You may be able to do this with splitOn and concat.
General properties as sanity checks. Look for generally known properties that may hold - things like commutativity, associativity, idempotence (applying something twice does not change the result), reflexivity, etc. The idea here is more to exercise the function a bit - see if it does anything really weird.
As a general piece of advice, try not to make too big a deal out of it. For sndBigger, a good property would be:
let ``should return true if and only if snd is bigger`` (a:int) (b:int) =
sndBigger (a,b) = b > a
And that is probably exactly the implementation. Don't worry about it - sometimes a simple, old fashioned unit test is just what you need. No guilt necessary! :)
Maybe this link (by the Pex team) also gives some ideas.
I'll start with sndBigger - it is a very simple function, but you can write some properties that should hold about it. For example, what happens when you reverse the values in the tuple:
// Reversing values of the tuple negates the result
let swap (a, b) = (b, a)
let prop_sndBiggerSwap x =
sndBigger x = not (sndBigger (swap x))
// If two elements of the tuple are same, it should give 'false'
let prop_sndBiggerEq a =
sndBigger (a, a) = false
EDIT: This rule prop_sndBiggerSwap doesn't always hold (see comment by kvb). However the following should be correct:
// Reversing values of the tuple negates the result
let prop_sndBiggerSwap a b =
if a <> b then
let x = (a, b)
sndBigger x = not (sndBigger (swap x))
Regarding the pairs function, kvb already posted some good ideas. In addition, you could check that turning the transformed list back into a list of elements returns the original list (you'll need to handle the case when the input list is odd - depending on what the pairs function should do in this case):
let prop_pairsEq (x:_ list) =
if (x.Length%2 = 0) then
x |> pairs |> List.collect (fun (a, b) -> [a; b]) = x
else true
For splitOn, we can test similar thing - if you concatenate all the returned lists, it should give the original list (this doesn't verify the splitting behavior, but it is a good thing to start with - it at least guarantees that no elements will be lost).
let prop_splitOnEq f x =
x |> splitOn f |> List.concat = x
I'm not sure if FsCheck can handle this though (!) because the property takes a function as an argument (so it would need to generate "random functions"). If this doesn't work, you'll need to provide a couple of more specific properties with some handwritten function f. Next, implementing the check that f returns true for all adjacent pairs in the splitted lists (as kvb suggests) isn't actually that difficult:
let prop_splitOnAdjacentTrue f x =
x |> splitOn f
|> List.forall (fun l ->
l |> Seq.pairwise
|> Seq.forall (fun (a, b) -> f a b))
Probably the only last thing that you could check is that f returns false when you give it the last element from one list and the first element from the next list.
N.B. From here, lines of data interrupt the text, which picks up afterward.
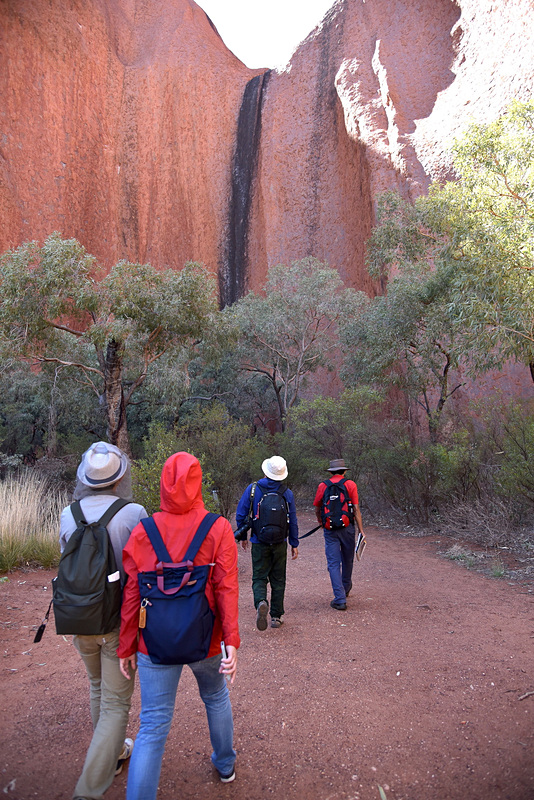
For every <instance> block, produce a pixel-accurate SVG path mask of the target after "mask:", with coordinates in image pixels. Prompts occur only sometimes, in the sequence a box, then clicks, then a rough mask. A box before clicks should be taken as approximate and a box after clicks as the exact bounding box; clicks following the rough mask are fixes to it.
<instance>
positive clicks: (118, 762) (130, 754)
mask: <svg viewBox="0 0 534 800" xmlns="http://www.w3.org/2000/svg"><path fill="white" fill-rule="evenodd" d="M132 750H133V739H125V740H124V746H123V748H122V751H121V754H120V756H119V760H118V761H117V766H116V768H115V775H120V774H121V772H122V768H123V767H124V764H125V763H126V761H128V759H129V758H130V756H131V755H132Z"/></svg>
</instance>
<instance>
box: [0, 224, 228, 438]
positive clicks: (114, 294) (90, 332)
mask: <svg viewBox="0 0 534 800" xmlns="http://www.w3.org/2000/svg"><path fill="white" fill-rule="evenodd" d="M0 292H1V296H2V305H1V309H0V336H1V337H2V340H3V345H4V347H8V348H9V351H10V353H11V355H12V357H16V358H19V359H22V360H27V361H29V362H30V363H32V364H36V365H39V364H54V365H57V366H59V367H61V368H62V369H64V370H68V371H69V373H75V374H76V375H77V376H78V380H79V381H80V382H81V383H82V384H83V385H84V386H85V387H87V388H88V389H90V390H91V391H92V392H93V393H94V394H95V395H96V396H97V397H98V400H99V404H100V406H101V408H102V409H103V411H104V414H105V419H106V424H107V436H108V439H109V441H110V442H111V443H113V444H117V445H118V446H119V447H121V448H122V449H124V450H126V451H127V452H129V450H130V445H129V440H128V428H127V420H126V409H127V407H128V405H129V404H130V403H132V398H133V395H134V393H135V392H136V391H137V390H138V389H139V388H140V387H141V386H142V385H143V384H144V382H145V380H146V378H147V376H148V375H149V372H150V370H151V369H152V368H153V365H154V364H155V362H157V361H158V360H159V359H161V358H162V356H164V355H165V354H171V353H179V352H180V350H181V349H182V348H184V347H186V346H187V345H189V344H191V342H193V341H194V340H195V339H196V338H198V337H200V336H201V335H202V333H203V331H204V330H205V329H206V328H207V327H209V326H210V325H211V324H212V322H213V318H214V315H215V314H216V311H217V302H216V292H215V282H214V280H213V279H212V278H211V277H210V276H209V275H208V273H207V271H206V270H205V268H204V267H202V266H201V265H199V264H196V263H193V262H190V263H188V264H186V265H185V266H184V268H183V269H182V270H180V271H175V270H170V269H168V270H161V271H158V270H156V269H155V268H153V267H151V266H150V265H148V264H144V265H143V264H131V263H128V262H125V261H120V262H119V263H118V264H116V265H115V266H113V267H112V268H111V270H110V271H109V273H108V274H105V272H104V270H103V269H102V267H100V266H99V265H98V264H97V262H96V259H95V258H94V257H93V256H91V255H89V254H88V253H87V252H86V250H85V249H84V248H83V247H82V245H81V244H79V242H77V241H76V240H75V239H63V238H62V237H61V236H60V234H57V233H55V234H52V235H51V236H50V237H49V238H48V239H47V240H46V241H45V242H44V244H43V245H42V246H39V245H38V244H37V243H35V242H29V243H26V244H23V245H21V246H20V247H18V248H16V249H14V250H10V251H8V252H6V253H4V254H3V255H2V257H1V259H0Z"/></svg>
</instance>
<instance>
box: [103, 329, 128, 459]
mask: <svg viewBox="0 0 534 800" xmlns="http://www.w3.org/2000/svg"><path fill="white" fill-rule="evenodd" d="M122 359H123V349H122V347H121V346H120V345H119V344H118V343H117V342H115V341H114V340H111V341H110V342H108V345H107V348H106V355H105V360H104V396H105V402H106V416H107V423H108V429H107V436H108V440H109V442H110V443H111V444H114V445H116V446H117V447H120V449H121V450H122V451H123V452H124V453H126V454H127V455H128V456H131V449H130V441H129V439H128V426H127V423H126V404H125V402H124V391H123V386H122V367H123V364H122Z"/></svg>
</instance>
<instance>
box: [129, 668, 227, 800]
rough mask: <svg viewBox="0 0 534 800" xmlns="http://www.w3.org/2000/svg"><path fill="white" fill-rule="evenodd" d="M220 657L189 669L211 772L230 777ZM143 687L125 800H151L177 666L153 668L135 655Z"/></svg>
mask: <svg viewBox="0 0 534 800" xmlns="http://www.w3.org/2000/svg"><path fill="white" fill-rule="evenodd" d="M220 663H221V656H219V655H217V656H213V658H206V659H204V660H203V661H195V662H194V663H193V664H188V666H189V667H191V670H192V671H193V674H194V676H195V678H196V680H197V683H198V688H199V692H200V696H201V698H202V700H203V702H204V705H205V707H206V714H207V717H208V726H209V731H210V740H211V746H212V747H213V753H212V756H211V760H212V762H213V765H214V767H215V768H216V769H217V770H218V771H219V772H220V773H221V774H222V775H228V774H230V773H231V772H232V771H233V768H234V764H235V759H236V752H235V750H234V749H233V738H234V721H233V717H232V706H231V704H230V695H229V693H228V686H227V684H226V680H225V677H224V675H221V673H220V672H219V666H220ZM137 668H138V672H139V682H140V684H141V714H140V720H141V726H140V728H139V733H138V734H137V738H136V740H135V747H134V749H133V753H132V757H131V761H130V765H129V767H128V785H127V788H126V798H127V800H155V797H156V793H157V790H158V783H159V776H160V772H161V761H162V758H163V751H164V749H165V742H166V741H167V735H168V733H169V730H170V727H171V723H172V717H173V713H174V704H175V701H176V691H177V689H178V682H179V680H180V675H181V674H182V669H183V666H182V665H181V664H170V665H169V664H153V663H152V661H151V660H150V658H149V656H145V655H144V653H137Z"/></svg>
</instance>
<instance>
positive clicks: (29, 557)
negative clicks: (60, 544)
mask: <svg viewBox="0 0 534 800" xmlns="http://www.w3.org/2000/svg"><path fill="white" fill-rule="evenodd" d="M66 505H67V496H66V493H64V492H61V491H58V490H56V489H54V488H53V487H51V486H50V484H49V483H48V482H47V481H43V480H42V479H40V478H38V477H37V475H36V474H35V473H32V472H24V473H22V474H21V475H20V476H19V477H18V478H14V477H11V478H8V479H7V480H5V481H1V482H0V506H1V507H2V515H1V520H0V572H6V571H8V570H12V569H18V568H20V567H25V566H28V565H31V566H35V565H40V566H43V567H45V568H50V567H53V566H56V565H57V563H58V562H59V556H60V553H59V518H60V515H61V511H62V509H63V508H64V506H66Z"/></svg>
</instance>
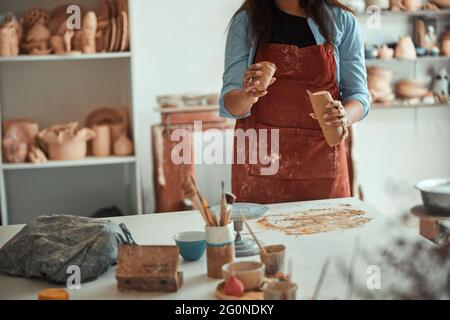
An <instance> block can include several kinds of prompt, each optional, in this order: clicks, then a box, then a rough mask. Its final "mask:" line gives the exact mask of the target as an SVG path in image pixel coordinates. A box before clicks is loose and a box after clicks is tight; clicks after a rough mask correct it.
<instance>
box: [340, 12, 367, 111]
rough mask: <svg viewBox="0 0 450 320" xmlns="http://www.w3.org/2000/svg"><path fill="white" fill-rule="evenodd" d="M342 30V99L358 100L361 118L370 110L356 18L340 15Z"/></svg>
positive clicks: (350, 14) (362, 57)
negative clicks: (342, 33)
mask: <svg viewBox="0 0 450 320" xmlns="http://www.w3.org/2000/svg"><path fill="white" fill-rule="evenodd" d="M342 19H343V20H344V21H343V25H344V32H343V34H342V37H341V39H340V43H339V60H340V61H339V63H340V66H339V69H340V71H339V72H340V77H339V78H340V81H339V87H340V90H341V98H342V101H343V102H345V101H348V100H358V101H359V102H361V104H362V105H363V107H364V115H363V118H364V117H366V116H367V114H368V113H369V111H370V95H369V90H368V88H367V72H366V66H365V58H364V39H363V36H362V34H361V31H360V29H359V26H358V22H357V21H356V18H355V17H354V16H353V15H352V14H350V13H345V14H344V15H343V17H342Z"/></svg>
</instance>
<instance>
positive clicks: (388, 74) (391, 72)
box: [367, 67, 394, 103]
The following isn't fully complete, but it shows the way to go:
let prop_splitOnOtherFalse f x =
x |> splitOn f
|> Seq.pairwise
|> Seq.forall (fun (a, b) -> lastElement a = firstElement b)
The last sample also shows that you should check whether the splitOn function can return an empty list as part of the returned list of results (because in that case, you couldn't find first/last element).
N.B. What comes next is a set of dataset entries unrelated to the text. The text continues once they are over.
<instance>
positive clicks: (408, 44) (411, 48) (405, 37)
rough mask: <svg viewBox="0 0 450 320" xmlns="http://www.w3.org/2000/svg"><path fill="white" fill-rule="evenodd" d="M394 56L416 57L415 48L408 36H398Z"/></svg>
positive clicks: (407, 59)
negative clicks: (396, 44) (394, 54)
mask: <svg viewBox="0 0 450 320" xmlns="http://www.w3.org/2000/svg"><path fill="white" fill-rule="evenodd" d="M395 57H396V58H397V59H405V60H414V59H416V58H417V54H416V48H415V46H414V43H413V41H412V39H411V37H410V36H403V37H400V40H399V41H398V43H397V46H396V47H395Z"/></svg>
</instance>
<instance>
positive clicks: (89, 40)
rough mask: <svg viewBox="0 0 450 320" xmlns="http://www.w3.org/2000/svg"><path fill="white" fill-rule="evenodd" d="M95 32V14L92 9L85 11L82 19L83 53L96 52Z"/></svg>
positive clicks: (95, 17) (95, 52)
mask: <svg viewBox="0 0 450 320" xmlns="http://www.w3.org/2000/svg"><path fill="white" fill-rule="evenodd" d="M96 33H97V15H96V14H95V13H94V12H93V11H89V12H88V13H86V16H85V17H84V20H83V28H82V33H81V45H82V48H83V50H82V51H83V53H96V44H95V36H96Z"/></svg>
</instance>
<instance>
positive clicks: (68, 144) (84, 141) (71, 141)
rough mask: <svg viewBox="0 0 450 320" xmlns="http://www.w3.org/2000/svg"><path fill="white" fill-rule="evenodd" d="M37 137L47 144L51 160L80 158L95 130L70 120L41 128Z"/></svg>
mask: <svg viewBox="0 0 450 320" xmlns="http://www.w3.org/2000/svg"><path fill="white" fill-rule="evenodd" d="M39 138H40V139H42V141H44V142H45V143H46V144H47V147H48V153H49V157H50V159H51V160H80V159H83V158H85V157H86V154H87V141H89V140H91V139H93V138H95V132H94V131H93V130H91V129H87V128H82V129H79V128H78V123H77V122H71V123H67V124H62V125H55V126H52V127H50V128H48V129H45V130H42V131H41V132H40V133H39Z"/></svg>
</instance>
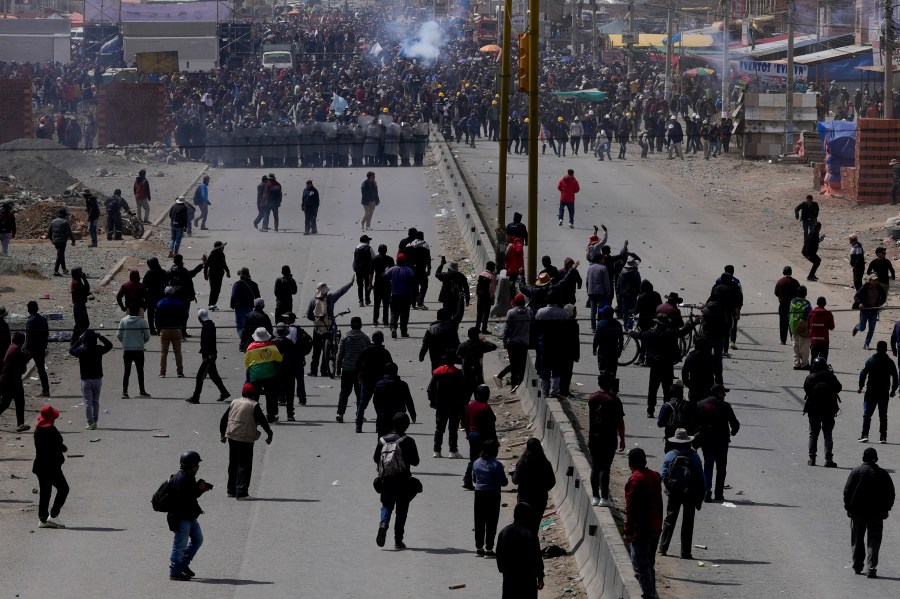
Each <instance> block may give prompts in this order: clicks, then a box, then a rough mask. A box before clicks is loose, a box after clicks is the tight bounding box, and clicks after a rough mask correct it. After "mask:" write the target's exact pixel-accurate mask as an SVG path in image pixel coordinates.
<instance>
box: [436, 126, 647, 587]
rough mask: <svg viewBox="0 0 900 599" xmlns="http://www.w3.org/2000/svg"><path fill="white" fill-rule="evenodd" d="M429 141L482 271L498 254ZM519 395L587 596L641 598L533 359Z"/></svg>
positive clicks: (468, 245) (572, 434) (568, 432)
mask: <svg viewBox="0 0 900 599" xmlns="http://www.w3.org/2000/svg"><path fill="white" fill-rule="evenodd" d="M431 139H432V142H433V144H432V147H433V148H434V155H435V158H437V161H438V165H439V166H440V168H441V170H442V172H443V173H444V174H445V177H446V181H447V187H448V189H449V190H450V200H451V202H452V204H453V207H454V212H456V220H457V223H458V224H459V226H460V230H461V232H462V236H463V239H464V241H465V242H466V247H467V248H468V249H469V251H470V254H471V256H473V259H472V263H473V264H474V265H475V267H476V268H477V269H479V270H480V269H482V268H484V264H485V263H486V262H487V261H488V260H492V259H493V256H494V255H496V251H495V248H493V246H492V241H491V239H492V238H491V237H490V236H489V235H488V234H487V231H488V229H487V228H486V227H485V226H484V222H483V221H482V218H481V215H480V213H479V212H478V210H477V209H476V207H475V203H474V202H473V201H472V195H471V193H470V191H469V188H468V185H467V183H466V181H465V180H464V178H463V177H462V175H461V174H460V170H459V166H458V165H457V164H456V159H455V158H454V157H453V152H452V151H451V150H450V148H449V147H448V146H447V143H446V142H445V141H444V140H443V138H442V137H441V136H440V135H439V134H438V133H436V132H433V133H432V136H431ZM498 299H499V298H498ZM518 396H519V398H520V399H521V401H522V408H523V409H524V410H525V413H526V414H528V416H529V418H531V419H532V420H533V423H534V427H535V437H537V438H538V439H540V440H541V442H542V443H543V445H544V451H545V452H546V454H547V458H548V459H549V460H550V462H551V463H552V464H553V466H554V469H555V471H556V472H557V473H562V474H563V476H562V477H561V478H560V477H558V478H557V482H556V487H554V489H553V501H554V503H555V504H556V506H557V507H558V508H559V519H560V520H561V521H562V523H563V525H564V526H565V527H566V533H567V535H568V537H569V543H570V544H571V546H572V553H574V555H575V561H576V562H577V563H578V568H579V570H580V571H581V574H582V576H583V577H584V579H583V584H584V587H585V589H586V590H587V594H588V597H590V598H591V599H629V598H635V599H637V598H638V597H640V596H641V588H640V585H638V583H637V580H636V579H635V578H634V574H633V571H632V569H631V558H630V556H629V553H628V549H627V548H626V546H625V541H624V540H623V539H622V535H621V533H620V532H619V529H618V526H617V525H616V522H615V520H614V519H613V517H612V514H611V513H610V510H609V509H608V508H595V507H593V506H592V505H591V488H590V472H591V467H590V464H589V463H588V460H587V457H586V456H585V454H584V451H582V449H581V444H580V443H579V441H578V435H577V434H576V432H575V429H574V427H573V426H572V424H571V422H570V421H569V418H568V416H567V415H566V413H565V411H564V410H563V409H562V407H561V406H560V405H559V402H558V401H555V400H551V401H548V400H547V398H544V397H540V394H539V393H538V377H537V374H536V373H535V370H534V363H533V362H532V360H531V359H529V360H528V361H527V367H526V372H525V383H523V384H522V385H521V386H520V387H519V391H518ZM569 468H571V469H572V470H571V474H569Z"/></svg>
For some code (e.g. sndBigger), the implementation is so simple that any property will be at least as complex as the original code, so testing via FsCheck may not make sense. However, for the other two functions here are some things that you could check:
pairs
What's expected when the original length is not divisible by two? You could check for throwing an exception if that's the correct behavior.
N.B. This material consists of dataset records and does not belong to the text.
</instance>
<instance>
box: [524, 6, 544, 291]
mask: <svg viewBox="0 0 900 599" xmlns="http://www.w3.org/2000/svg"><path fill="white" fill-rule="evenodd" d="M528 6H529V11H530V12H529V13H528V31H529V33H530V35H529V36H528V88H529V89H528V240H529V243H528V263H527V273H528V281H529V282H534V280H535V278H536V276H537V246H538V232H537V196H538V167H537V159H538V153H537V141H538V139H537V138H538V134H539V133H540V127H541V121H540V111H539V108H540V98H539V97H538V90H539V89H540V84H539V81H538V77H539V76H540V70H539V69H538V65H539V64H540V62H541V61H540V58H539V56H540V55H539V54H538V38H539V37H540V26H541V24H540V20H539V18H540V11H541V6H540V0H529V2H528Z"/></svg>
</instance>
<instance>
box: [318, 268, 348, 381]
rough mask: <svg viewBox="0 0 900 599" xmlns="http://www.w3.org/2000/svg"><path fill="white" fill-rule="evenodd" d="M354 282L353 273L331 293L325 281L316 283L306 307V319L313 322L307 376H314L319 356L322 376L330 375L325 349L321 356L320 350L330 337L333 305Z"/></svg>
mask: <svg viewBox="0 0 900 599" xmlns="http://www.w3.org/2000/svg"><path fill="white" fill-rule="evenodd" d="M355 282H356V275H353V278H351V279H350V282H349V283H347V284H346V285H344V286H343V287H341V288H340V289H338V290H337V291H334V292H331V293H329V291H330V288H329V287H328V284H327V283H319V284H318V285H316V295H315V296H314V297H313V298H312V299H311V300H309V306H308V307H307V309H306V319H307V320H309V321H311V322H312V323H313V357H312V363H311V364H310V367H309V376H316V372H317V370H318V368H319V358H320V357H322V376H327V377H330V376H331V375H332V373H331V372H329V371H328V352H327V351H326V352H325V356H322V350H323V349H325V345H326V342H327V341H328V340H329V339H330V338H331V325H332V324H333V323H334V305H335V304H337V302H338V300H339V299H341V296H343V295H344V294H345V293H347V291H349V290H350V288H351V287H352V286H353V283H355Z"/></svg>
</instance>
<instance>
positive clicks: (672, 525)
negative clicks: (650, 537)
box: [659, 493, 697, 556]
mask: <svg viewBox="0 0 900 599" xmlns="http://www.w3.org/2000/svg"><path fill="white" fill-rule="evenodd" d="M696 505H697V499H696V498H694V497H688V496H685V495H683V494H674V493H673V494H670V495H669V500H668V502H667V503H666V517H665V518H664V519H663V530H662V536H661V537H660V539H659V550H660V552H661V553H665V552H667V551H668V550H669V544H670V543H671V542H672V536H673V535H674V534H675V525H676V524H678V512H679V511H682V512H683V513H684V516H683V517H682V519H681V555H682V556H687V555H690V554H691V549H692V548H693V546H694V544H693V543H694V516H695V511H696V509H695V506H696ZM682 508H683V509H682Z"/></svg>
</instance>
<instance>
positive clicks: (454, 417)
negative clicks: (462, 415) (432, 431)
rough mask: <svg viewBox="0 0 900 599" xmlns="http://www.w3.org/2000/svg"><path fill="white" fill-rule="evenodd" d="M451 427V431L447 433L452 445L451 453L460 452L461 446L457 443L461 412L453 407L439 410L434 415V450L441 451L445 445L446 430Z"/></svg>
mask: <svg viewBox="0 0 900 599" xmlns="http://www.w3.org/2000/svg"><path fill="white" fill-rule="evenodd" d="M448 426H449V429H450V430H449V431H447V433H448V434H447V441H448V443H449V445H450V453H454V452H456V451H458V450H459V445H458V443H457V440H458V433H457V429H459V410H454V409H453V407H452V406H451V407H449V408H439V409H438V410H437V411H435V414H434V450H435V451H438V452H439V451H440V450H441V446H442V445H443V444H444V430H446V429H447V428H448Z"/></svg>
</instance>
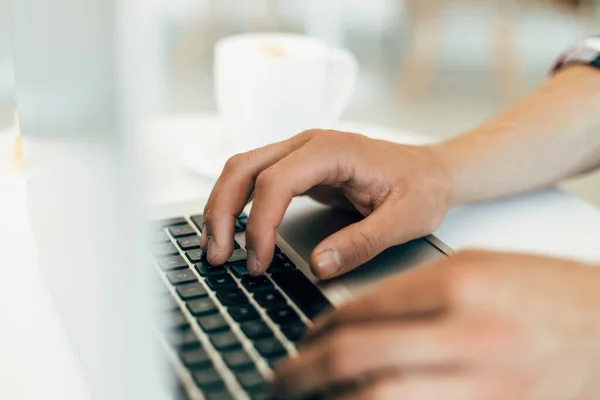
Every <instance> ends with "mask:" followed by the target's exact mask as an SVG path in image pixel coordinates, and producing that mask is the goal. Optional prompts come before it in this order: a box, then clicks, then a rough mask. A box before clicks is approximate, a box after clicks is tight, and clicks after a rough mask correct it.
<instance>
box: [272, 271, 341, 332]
mask: <svg viewBox="0 0 600 400" xmlns="http://www.w3.org/2000/svg"><path fill="white" fill-rule="evenodd" d="M271 278H273V280H274V281H275V283H277V284H278V285H279V286H280V287H281V289H282V290H283V291H284V292H285V294H287V295H288V296H289V297H290V298H291V299H292V301H293V302H294V303H295V304H296V305H297V306H298V308H300V310H302V312H303V313H304V314H305V315H306V316H307V317H308V318H310V319H311V320H314V319H315V318H316V316H317V315H319V314H321V313H322V312H323V311H325V310H327V309H329V308H331V303H330V302H329V300H327V298H325V296H324V295H323V293H321V291H320V290H319V289H317V287H316V286H315V285H314V284H313V283H312V282H311V281H310V280H309V279H308V278H307V277H306V275H304V274H303V273H302V272H301V271H299V270H296V271H289V272H281V273H274V274H272V275H271Z"/></svg>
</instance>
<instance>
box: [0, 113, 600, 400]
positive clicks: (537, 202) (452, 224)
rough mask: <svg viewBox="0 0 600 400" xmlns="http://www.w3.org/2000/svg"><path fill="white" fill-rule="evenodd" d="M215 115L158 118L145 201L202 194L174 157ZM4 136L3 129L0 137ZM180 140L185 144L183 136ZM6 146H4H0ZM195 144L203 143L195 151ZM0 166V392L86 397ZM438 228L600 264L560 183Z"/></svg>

List.map fst (pairs x) = evenEntries x and List.map snd (pairs x) = oddEntries x for simple functions evenEntries and oddEntries which you can write.
splitOn
If I understand your description of how the function is supposed to work, then you could check conditions like "For every list in the result of splitOn f l, no two consecutive entries satisfy f" and "Taking lists (l1,l2) from splitOn f l pairwise, f (last l1) (first l2) holds". Unfortunately, the logic here will probably be comparable in complexity to the implementation itself.